Le sphinx de Gizeh, dans la Basse-Egypte, a certainement tremblé d’effroi voyant voler en rase-mottes au-dessus de sa tête des terrifiants objets belliqueux, destinés à protéger Abou al-Hôl, (le père de la terreur) de ses administrés qui voulaient du pain. Alors ? « Vivons-nous sous l’emprise des objets ? » En tous cas, tel était le sujet de notre débat, animé par Sylvie Petin le 30 Janvier, au Café des Phares, ce qui en clair présupposait que les objets seraient dominateurs au point de nous donner la chair de poule et nous affligeraient même à coups d’yatagan, bien que toutes les choses, en tant qu’outils, nous facilitent la vie, ce vers quoi tendent notre volonté ainsi que notre action, nos désirs et efforts. Peut-être que ce serait précisément le fait de tenir à eux qui serait malsain car, au fond, il n’y a que pour faire un enfant qu’un désir suffit, alors que pour perpétuer l’espèce humaine on ne peut se passer des objets appropriés qui deviendraient usurpateurs. Une guillotine par-ci, un fil à couper le beurre par là, puis la TV dans la chambre à coucher, (sinon l’ordinateur familial) ; en bref, comme on fait son lit on se couche et des tas de trucs viennent nous défier dans la nuit, moment propice à l’apparition de monstres.

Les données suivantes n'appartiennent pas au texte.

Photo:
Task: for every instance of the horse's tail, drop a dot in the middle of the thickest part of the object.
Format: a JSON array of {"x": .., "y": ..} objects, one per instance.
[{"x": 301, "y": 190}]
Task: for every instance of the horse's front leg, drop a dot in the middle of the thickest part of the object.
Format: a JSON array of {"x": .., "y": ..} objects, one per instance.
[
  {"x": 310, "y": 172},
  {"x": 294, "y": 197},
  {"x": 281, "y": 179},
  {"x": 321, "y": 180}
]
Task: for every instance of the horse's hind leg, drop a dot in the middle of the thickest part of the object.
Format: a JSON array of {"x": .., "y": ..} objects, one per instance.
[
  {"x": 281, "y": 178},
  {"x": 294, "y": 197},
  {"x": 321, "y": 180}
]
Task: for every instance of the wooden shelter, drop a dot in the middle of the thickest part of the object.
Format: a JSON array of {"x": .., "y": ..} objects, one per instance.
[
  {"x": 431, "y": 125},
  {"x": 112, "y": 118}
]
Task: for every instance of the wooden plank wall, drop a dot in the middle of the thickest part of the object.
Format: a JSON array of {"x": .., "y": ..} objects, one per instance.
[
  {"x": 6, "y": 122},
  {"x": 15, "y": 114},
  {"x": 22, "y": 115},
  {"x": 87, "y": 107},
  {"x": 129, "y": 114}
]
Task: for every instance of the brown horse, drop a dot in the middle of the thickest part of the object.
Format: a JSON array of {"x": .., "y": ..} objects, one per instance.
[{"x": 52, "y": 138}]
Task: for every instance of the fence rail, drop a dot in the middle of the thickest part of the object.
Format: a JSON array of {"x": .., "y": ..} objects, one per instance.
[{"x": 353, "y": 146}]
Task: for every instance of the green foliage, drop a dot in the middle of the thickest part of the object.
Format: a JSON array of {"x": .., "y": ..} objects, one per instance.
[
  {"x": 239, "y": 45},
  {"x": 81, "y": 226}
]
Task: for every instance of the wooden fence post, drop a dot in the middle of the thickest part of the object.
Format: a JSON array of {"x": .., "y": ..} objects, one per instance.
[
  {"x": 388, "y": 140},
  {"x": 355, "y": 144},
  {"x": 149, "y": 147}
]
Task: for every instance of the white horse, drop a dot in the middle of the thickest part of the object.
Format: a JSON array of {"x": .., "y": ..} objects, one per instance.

Dans la fébrilité de la démonstration on a déduit que l’objet ne s’use que si l’on s’en sert, du portable à la serpillière en passant par la branche d’arbre, d’où un nécessaire rapport à la vérité sans quoi la chose se rebifferait. Mais, soyons clairs. Il semblerait que « Chose » désigne n’importe quel objet de pensée dont le sujet est conscient. Grande ou petite, superflue ou indispensable,  la « chose en soi » a une existence indépendante, tandis que nous nous montrons comme nous sommes par rapport à elle : tributaires. Elle est sujet de tout ce que l’on y perçoit. L’« Objet » (« objicere »,  jeter devant), c’est-à-dire, tout ce que se tient en face de nous, soit-il une idée ou quelque phénomène réel, est susceptible d’une connaissance intellectuelle ou sensible que la perception n’épuise pas. De là à affirmer que, même s’ils ne sont pas à leur place, un marteau, un réveil matin, un vélo, un livre, l’objet d’un désir ou l’heure d’un train me dominent comme un simple tamagotchi, il y a un pas que je n’oserais pas franchir. En tout état de cause, le concept d’objet s’oppose toujours à celui de sujet et, pour être objectivement sous leur emprise (quelque chose qui pourrait me nuire plus que servir), il faudrait qu’ils se logent dans mon entendement de la même manière qu’ils sont dans mon agenda ou ma boîte à outils et pas comme je les conçois.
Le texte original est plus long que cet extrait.